Text Classification tutorial without frozen layers


I tried the tutorial notebook on Text Classification. It works well. However, I don’t understand if I don’t freeze any layer, there will be a problem in training step. More specifically:

/usr/local/lib/python3.7/dist-packages/opacus/optimizers/optimizer.py in clip_and_accumulate(self)
    397             g.view(len(g), -1).norm(2, dim=-1) for g in self.grad_samples
    398         ]
--> 399         per_sample_norms = torch.stack(per_param_norms, dim=1).norm(2, dim=1)
    400         per_sample_clip_factor = (self.max_grad_norm / (per_sample_norms + 1e-6)).clamp(
    401             max=1.0

RuntimeError: stack expects each tensor to be equal size, but got [8] at entry 0 and [1] at entry 

Any idea ? Thanks

Hello @long21wt

Thank you for reporting this.

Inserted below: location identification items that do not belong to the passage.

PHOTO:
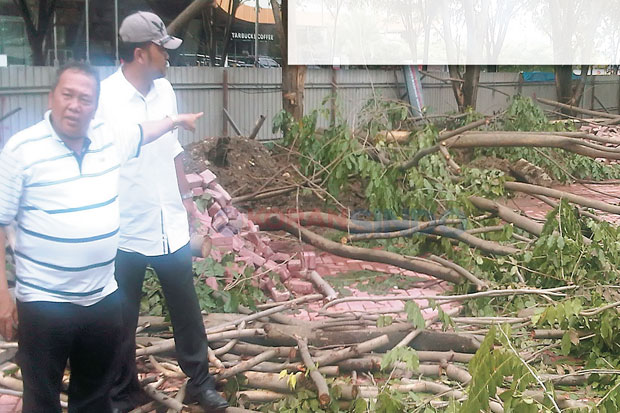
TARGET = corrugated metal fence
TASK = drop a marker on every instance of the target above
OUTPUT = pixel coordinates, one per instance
(252, 92)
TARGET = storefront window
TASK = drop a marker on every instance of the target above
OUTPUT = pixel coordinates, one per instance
(14, 41)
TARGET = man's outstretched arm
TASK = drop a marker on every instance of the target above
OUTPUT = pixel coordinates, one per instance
(153, 129)
(8, 310)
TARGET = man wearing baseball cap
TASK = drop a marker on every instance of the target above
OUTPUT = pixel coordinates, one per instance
(154, 230)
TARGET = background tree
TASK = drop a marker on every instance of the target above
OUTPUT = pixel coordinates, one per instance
(293, 76)
(37, 21)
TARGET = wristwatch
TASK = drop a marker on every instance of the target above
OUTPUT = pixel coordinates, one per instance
(175, 120)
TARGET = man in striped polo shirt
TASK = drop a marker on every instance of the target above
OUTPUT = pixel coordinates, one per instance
(59, 181)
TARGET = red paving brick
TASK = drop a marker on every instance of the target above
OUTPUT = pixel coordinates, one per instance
(10, 404)
(329, 265)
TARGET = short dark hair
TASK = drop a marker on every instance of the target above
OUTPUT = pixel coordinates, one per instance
(126, 49)
(79, 67)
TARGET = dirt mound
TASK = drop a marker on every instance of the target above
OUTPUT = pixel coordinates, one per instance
(241, 165)
(245, 166)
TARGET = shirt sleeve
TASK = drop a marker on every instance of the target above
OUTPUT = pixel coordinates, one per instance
(11, 185)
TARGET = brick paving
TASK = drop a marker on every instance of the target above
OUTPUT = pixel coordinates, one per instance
(329, 265)
(10, 404)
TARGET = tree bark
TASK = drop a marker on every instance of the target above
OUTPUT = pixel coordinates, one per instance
(182, 20)
(465, 86)
(565, 90)
(293, 77)
(413, 264)
(513, 139)
(317, 378)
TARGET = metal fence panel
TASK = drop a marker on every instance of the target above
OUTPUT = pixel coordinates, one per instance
(253, 92)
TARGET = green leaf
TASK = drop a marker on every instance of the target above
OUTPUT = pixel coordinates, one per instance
(414, 315)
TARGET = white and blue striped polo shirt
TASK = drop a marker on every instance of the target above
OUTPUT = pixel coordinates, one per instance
(66, 210)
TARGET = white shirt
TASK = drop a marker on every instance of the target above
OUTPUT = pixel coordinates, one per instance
(66, 210)
(153, 218)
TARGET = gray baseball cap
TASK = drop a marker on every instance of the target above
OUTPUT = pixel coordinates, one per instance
(144, 26)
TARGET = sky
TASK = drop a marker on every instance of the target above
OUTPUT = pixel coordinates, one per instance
(521, 32)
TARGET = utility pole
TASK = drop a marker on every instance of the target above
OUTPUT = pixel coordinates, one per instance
(256, 36)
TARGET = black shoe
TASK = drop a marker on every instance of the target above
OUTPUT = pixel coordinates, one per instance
(210, 400)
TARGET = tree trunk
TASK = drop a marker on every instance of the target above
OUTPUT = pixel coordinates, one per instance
(293, 85)
(455, 75)
(470, 85)
(465, 86)
(182, 20)
(293, 77)
(565, 91)
(232, 10)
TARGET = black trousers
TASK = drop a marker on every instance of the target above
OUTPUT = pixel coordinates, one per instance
(177, 281)
(50, 334)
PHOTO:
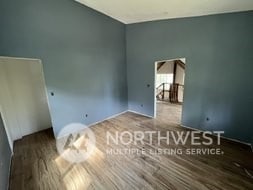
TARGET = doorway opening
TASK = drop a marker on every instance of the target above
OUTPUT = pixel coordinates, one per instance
(23, 97)
(169, 89)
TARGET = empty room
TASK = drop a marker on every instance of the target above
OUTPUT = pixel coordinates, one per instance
(126, 94)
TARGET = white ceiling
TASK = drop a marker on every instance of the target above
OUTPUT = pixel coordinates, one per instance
(132, 11)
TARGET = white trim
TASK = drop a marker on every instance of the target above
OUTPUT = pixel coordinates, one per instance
(6, 130)
(227, 138)
(18, 58)
(9, 176)
(140, 114)
(155, 72)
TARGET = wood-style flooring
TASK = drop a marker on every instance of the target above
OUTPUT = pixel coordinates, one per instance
(36, 165)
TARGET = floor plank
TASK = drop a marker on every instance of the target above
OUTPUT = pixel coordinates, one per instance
(37, 165)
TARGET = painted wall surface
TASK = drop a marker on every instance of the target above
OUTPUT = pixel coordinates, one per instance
(218, 82)
(5, 157)
(167, 68)
(82, 52)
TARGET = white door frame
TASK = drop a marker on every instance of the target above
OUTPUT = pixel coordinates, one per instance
(155, 74)
(6, 129)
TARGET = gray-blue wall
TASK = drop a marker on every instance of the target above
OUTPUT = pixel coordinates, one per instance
(84, 60)
(5, 157)
(219, 67)
(82, 51)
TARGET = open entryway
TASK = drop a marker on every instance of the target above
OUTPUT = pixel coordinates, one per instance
(169, 89)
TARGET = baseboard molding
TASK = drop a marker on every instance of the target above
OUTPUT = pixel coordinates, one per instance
(140, 113)
(227, 138)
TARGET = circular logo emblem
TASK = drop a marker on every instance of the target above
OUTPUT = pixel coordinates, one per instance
(76, 142)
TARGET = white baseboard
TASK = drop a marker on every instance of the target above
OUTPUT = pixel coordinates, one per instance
(140, 113)
(227, 138)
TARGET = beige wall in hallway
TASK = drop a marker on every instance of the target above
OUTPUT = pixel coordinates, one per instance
(23, 96)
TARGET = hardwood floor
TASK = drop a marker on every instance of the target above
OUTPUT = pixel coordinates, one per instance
(168, 112)
(37, 165)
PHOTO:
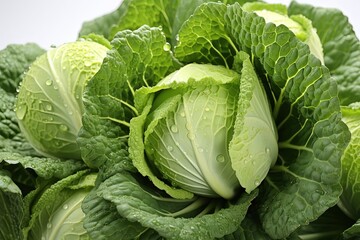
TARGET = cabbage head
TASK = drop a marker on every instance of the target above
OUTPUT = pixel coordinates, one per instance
(49, 106)
(207, 130)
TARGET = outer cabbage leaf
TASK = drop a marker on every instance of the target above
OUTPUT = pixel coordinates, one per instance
(350, 162)
(14, 61)
(11, 208)
(49, 104)
(172, 219)
(57, 213)
(137, 58)
(203, 39)
(312, 137)
(133, 14)
(330, 225)
(352, 232)
(341, 47)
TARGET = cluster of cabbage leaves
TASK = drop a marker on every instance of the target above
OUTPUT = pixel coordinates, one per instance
(149, 143)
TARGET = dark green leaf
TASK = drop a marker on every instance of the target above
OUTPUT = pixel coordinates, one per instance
(173, 219)
(14, 61)
(138, 58)
(11, 208)
(305, 181)
(341, 47)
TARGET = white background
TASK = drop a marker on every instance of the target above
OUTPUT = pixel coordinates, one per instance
(53, 22)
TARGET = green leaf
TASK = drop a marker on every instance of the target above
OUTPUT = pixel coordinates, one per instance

This is likely a bug in our tutorial. Do you mind sending us your full stack error, along with our template Colab and post here the link?
Please paste your colab link here. Remember: SET IT TO PUBLIC :slight_smile:

Thank you. Here is the link:

As far as I know, it seems like you would need to modify forwarding method of BERT ( lxuechen/private-transformers: make differentially private training of transformers easy (github.com))
And Roberta works out of the box with opacus in other experiments.

Thanks for creating this. We are looking into this!


After a while, I’m back to this issue. By printing the model’s parameters:

for n, p in model.named_parameters():
    print("{:50s} {}".format(n, list(p.grad_sample.shape) if hasattr(p, "grad_sample") else None))

I found the position_embeddings cause the problem to the optimizer, do you have any idea to fix this ?

_module.bert.embeddings.word_embeddings.weight     [7, 28996, 768]
_module.bert.embeddings.position_embeddings.weight [1, 512, 768]
_module.bert.embeddings.token_type_embeddings.weight [7, 2, 768]
_module.bert.embeddings.LayerNorm.weight           [7, 768]
_module.bert.embeddings.LayerNorm.bias             [7, 768]

I will try to take a look. In the meantime, I believe that functorch can alleviate the issue because it computes per-sample gradients in a different way (using the “no_op” version of the grad sample module, see e.g. opacus/cifar10.py at main · pytorch/opacus · GitHub)